Notably, it came in the 8th inning - Atlanta entered tonight’s game as the best offense in baseball in that inning, with a league-leading 30 eighth-inning runs in their 29 games so far.
Significantly to me, that homer came off of an elevated fastball - Ronald’s struggled against heaters this season, batting only .129 off of fastballs this season after hitting .305 against them (with a .615 slug) in his 2023 MVP season.
Austin Riley also broke his power drought in the first inning, launching a solo shot with two outs. Frustratingly, there was two outs in the inning instead of one because Acuña had gotten picked off of second base the pitch before Riley’s homer.
Free baseball in the series opener
Ronald’s eighth-inning homer tied the game at two and since neither team could push across another run in regulation, this game went to extras.
Atlanta scored a run in the top of the 10th on two consecutive sacrifice flies to left field which advanced and then scored pinch-runner Luke Williams, in for Travis d’Arnaud.
Which meant that Atlanta had to hold LA off the board in the bottom half of the inning. Closer Raisel Iglesias was given the assignment, but on the hardest difficulty: the Dodgers had Mookie Betts, Shohei Ohtani, and Freddie Freeman coming up to bat.

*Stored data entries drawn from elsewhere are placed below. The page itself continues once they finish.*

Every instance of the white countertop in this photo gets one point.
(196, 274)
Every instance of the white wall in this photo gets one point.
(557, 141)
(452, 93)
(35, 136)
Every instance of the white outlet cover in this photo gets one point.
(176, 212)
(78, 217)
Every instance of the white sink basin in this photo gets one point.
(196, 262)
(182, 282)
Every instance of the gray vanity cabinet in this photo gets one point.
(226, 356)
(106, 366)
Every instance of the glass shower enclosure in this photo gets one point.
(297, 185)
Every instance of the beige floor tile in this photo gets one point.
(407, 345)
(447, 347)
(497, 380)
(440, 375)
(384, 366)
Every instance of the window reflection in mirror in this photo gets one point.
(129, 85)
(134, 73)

Lo and behold, two-tie MVP Ohtani got the job done, singling up the middle to score pinch-runner Chris Taylor from second and tying the game at three.
After Atlanta was held scoreless in the top of the 11th, Jesse Chavez came in to pitch as much as the team needed. Turns out it was only one inning, as Los Angeles managed to get the “ghost” runner in from second to walk this one off, 4-3, thanks to the 4th hit of the evening for rookie outfielder Andy Pages.

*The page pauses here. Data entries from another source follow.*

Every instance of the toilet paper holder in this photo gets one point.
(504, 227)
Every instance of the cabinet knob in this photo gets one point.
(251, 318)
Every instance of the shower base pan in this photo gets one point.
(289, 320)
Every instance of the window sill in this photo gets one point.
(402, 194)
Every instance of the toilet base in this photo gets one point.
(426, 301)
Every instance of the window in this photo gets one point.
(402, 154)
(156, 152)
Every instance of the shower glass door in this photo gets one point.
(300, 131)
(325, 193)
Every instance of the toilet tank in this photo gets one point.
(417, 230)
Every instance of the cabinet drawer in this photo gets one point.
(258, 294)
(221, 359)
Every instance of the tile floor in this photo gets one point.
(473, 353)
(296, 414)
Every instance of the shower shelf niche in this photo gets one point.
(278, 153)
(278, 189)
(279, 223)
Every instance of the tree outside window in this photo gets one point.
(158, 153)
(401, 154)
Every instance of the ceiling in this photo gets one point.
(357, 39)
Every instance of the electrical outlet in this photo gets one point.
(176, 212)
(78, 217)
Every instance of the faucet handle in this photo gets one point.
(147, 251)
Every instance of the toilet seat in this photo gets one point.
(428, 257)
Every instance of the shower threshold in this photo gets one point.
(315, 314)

The atmosphere was electric
Even though LA somehow couldn’t sell out a Friday night game against the winningest team in baseball, the atmosphere for this one was great. It had the feeling of an October matchup - low scoring, with most of the runs coming on body-blow home runs and plenty of tension late.
What’s next for the Atlanta Braves?
The Braves are back at it tomorrow night in what’s probably the toughest matchup of the series. Atlanta’s sending sinkerballer Bryce Elder to the mound, facing off with MLB’s strikeouts leader in Tyler Glasnow (53 Ks). First pitch is scheduled for 9:10 PM ET.